The police said officers encountered McDonald, and proceeded to follow him as he walked away. At one point, he is said to have pounded on the windshield of a squad car and puncture its front tire.
The Chicago Police Department has said McDonald had PCP in his system at the time of the incident and lunged at officers with a knife he'd been told to drop.
A witness told John Kass of the Chicago Tribune that "he (McDonald) wasn't attacking anybody. He was looking for a way out. He was just trying to turn away.

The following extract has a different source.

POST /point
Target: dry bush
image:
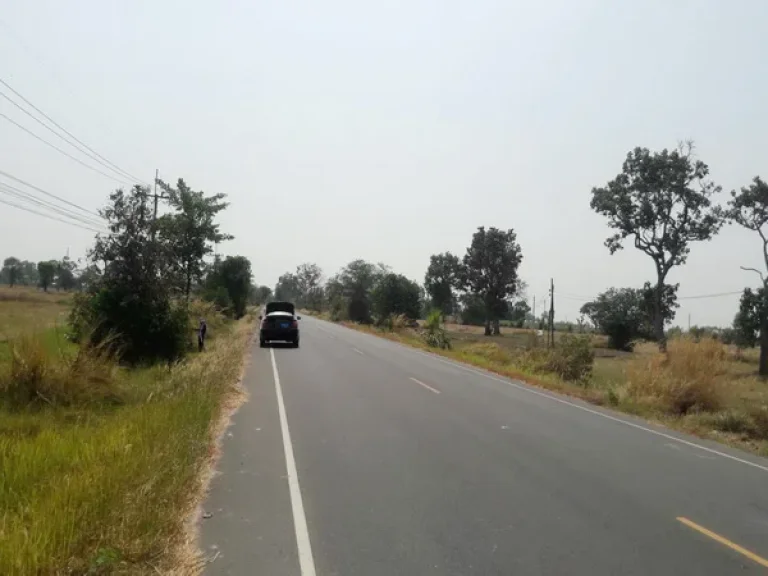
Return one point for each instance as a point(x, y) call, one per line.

The kid turned away, was dropped at the first shot or two, and the police kept shooting and shooting."
According to a report from the Cook County medical examiner's officers, some of the 16 bullets entered the back of the teen's body.
Van Dyke is on administrative duty pending an investigation by the FBI, the U.S. attorney's office in Chicago and the Cook County state attorney's office.
Brandon Smith, a freelance journalist, filed a Freedom of Information Act request to compel the release of the video, and Judge Valderrama held that police department could not withhold it citing an ongoing inquiry because other law enforcement agencies were conducting the investigation.
After several delays, Smith filed a lawsuit against the police department in August.
Shortly afterward he told Courthouse News that he wanted to "publicize that they're denying people this video" and "didn't believe it should be kept secret."
That same theme was revisited on Thursday by Smith's attorney, Matthew Topic, of Loevy & Loevy, who told Valderrama, "The public should not be at the mercy of law enforcement to release the video when it suits them."
In April, the Chicago City Council agreed to pay $5 million to McDonald's family despite the fact the criminal investigation wasn't close to being completed.
Attorney Jeffrey Neslund, who along with Michael Robbins, is representing the family, said he's seen the video and that it is disturbing.
"It was described accurately by one of the witnesses as an execution," Neslund said.
At a press conference after the ruling Robbins said while McDonald's mother understands that the video needs to been seen, she did not want to participate in its release. "What mother would want to see the execution of her son over and over?" he asked.
Robbins added that "this is a single incident that has ramifications in many respects," and he thinks the community deserves to know what happened.
For his part, Smith said, "I want to make sure the public has this very clear record of what happened," adding that shootings like the one that killed McDonald are not an isolated incident.
"The purpose of this is reform," Smith said. "If this begins to reform police practices, it's a good thing."
According to the Better Government Association, Chicago police shot 240 people in the 5-year period from 2010-2014, killing 70. To date the has paid $26.7 million to the families of the victims.
Smith said the video was brought to his attention by South Side community activist William Calloway, who learned that multiple media outlets had already been denied access to it.
"Last time I was in a courtroom I saw an officer walk for murder," Calloway told the press after the ruling. "This is the opposite of what I felt that day."
"This is about justice," Calloway said. "This is about transparency. We came together today."
Smith said the police department may release the video on its website, or may send it just to him. If they send it to him directly, he plans to turn it over to Calloway, who works with families that are victims of police violence.
"It's his neighbors," Smith said. "He and his neighbors deserve to have the video."